A Pennsylvania court rejected Bill Cosby’s appeal of his 2018 conviction for sexual assault, The New York Times reports. Cosby is serving a three-to-10 year sentence at a maximum-security prison outside of Philadelphia after he was found guilty on three counts of indecent aggravated assault against Andrea Constand, which occurred in 2004.
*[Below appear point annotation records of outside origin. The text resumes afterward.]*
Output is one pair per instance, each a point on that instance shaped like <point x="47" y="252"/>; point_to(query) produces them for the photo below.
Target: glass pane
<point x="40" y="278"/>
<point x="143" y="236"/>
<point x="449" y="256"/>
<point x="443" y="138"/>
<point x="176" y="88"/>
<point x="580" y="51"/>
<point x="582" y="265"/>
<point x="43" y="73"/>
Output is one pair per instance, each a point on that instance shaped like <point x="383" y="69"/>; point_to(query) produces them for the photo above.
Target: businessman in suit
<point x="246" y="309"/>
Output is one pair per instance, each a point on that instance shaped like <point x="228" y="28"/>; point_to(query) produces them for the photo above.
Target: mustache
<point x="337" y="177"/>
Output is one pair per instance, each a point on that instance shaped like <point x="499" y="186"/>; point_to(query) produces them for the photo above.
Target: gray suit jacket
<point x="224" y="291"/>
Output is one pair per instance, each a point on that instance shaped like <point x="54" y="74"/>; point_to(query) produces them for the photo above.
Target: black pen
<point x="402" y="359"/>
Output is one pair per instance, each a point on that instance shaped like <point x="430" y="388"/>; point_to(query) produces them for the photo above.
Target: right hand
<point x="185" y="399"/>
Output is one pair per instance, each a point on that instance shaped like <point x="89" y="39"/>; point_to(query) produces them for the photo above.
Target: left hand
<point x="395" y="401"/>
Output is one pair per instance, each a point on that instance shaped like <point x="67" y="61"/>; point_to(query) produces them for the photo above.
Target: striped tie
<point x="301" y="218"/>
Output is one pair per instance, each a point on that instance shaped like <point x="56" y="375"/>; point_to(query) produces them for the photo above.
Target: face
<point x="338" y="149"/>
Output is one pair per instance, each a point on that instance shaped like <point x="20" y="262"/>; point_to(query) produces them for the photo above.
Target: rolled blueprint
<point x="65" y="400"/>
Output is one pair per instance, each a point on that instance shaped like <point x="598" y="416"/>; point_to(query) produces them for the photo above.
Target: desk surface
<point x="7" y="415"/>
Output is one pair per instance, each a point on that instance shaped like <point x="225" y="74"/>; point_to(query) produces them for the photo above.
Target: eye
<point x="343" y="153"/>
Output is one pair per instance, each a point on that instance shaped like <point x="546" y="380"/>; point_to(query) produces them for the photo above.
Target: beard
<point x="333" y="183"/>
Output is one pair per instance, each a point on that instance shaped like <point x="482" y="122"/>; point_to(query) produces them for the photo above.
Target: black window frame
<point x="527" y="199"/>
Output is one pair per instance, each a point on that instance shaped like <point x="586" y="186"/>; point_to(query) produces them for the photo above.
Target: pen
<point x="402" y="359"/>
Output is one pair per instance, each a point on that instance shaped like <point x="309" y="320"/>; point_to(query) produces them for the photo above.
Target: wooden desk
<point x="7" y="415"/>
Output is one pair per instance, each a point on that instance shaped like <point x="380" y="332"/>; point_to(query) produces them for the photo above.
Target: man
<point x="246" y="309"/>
The three-judge panel on the Pennsylvania Superior Court voted unanimously against Cosby, whose lawyers filed their appeal in June, arguing Cosby had been denied a fair trial and improperly convicted. Specifically, Cosby’s attorneys argued against a decision to allow the testimony of five other women, who claimed Cosby had drugged and sexually assaulted them, to be entered as evidence. Testimony about prior alleged crimes is allowed in Pennsylvania courts, though its inclusion is rare. As such, Cosby’s lawyers argued that the testimony of the women didn’t meet the threshold of establishing a pattern of abuse.
The judges, however, rejected that argument, saying the testimony showed how Cosby would serve as a mentor to women, gain their trust and then use drugs to sexually assault them. The court even referred to this pattern of behavior as Cosby’s “unique sexual assault playbook.”
In a statement, Montgomery County District Attorney Kevin Steele praised the appeal decision, saying, “It is my hope that with this last guaranteed step in the criminal justice process now complete, the victim in this case, Andrea Constand, can finally put this assault behind her and move on with her life as the strong survivor she is. Her bravery in coming forward when she did to report a sexual assault by a powerful, famous man led to the subsequent exposure of him as a serial predator and served as an example to other women, giving them the needed courage to step up and stand up against sexual assault.”
Cosby can still appeal this rejection to the Pennsylvania Supreme Court, though it’s not guaranteed that the higher court will hear the case.